Bloß, mit seinem Beharren auf dem Termin 15. Januar verbaut sich Scholz exakt diese Chance, noch wichtige Gesetze auf den Weg zu bringen. Denn dafür bräuchte er die Stimmen der Opposition. Merz stellt für eine Zusammenarbeit jedoch eine Bedingung. Erst die Vertrauensfrage vorziehen, dann kann man reden. Für eine verschleppte Konkursanmeldung will er nicht herhalten. Und diese Haltung ist nachvollziehbar.

So manövriert der Kanzler sein Land in etwa sechs Monate ohne handlungsfähige Regierung. Womöglich kommt keines der vorbereiteten Gesetze auf den Weg. Scholz aber kann darauf hoffen, dass ihm die Bürgerschaftswahlen in seiner Heimatstadt Hamburg am 2. März noch irgendeine Form von Schub geben. Dieses Kalkül vermuten viele hinter seiner Terminwahl.

Ein übereilter Wahltermin wäre gefährlich. Der Verwaltungsaufwand ist nicht zu unterschätzen, das macht die Bundeswahlleiterin in einem Brief an den Kanzler deutlich. Aber für die Vertrauensfrage, die am Anfang des ganzen Prozesses steht, ist kein Aufwand nötig. Ihre Symbolkraft schwindet mit jedem Tag, den Scholz verstreichen lässt.

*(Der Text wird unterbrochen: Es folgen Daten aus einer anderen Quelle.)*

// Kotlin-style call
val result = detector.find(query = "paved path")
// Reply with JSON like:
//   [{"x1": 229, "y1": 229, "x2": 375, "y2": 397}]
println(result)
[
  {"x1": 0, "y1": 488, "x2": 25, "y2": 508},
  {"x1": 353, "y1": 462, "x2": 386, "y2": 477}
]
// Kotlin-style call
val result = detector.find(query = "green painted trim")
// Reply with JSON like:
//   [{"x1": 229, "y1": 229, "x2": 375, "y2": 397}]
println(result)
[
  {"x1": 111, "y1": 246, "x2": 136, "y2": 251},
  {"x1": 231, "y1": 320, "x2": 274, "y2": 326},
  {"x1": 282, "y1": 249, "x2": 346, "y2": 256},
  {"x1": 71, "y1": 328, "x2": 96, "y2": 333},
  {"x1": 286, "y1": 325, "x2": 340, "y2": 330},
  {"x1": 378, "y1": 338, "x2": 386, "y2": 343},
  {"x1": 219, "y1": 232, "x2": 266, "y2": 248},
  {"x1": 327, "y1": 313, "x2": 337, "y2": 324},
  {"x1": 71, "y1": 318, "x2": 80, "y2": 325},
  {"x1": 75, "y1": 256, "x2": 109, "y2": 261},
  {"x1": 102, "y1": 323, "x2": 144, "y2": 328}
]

Der Bundeskanzler ohne Macht hätte in diesen schwierigen Tagen die Chance, ein staatsmännisches Signal zu senden: Als Regierungschef die Verantwortung zu übernehmen für das Scheitern seiner Koalition und die unsichere Phase für das Land so schnell wie möglich zu beenden. In beiden Punkten hat sich Olaf Scholz anders entschieden. Deutschlandtempo? Das gibt es, wenn die Energiewirtschaft ein LNG-Terminal hochzieht. Deutschlandtempo für dringende Neuwahlen? Muss man vom Kanzler nicht erwarten.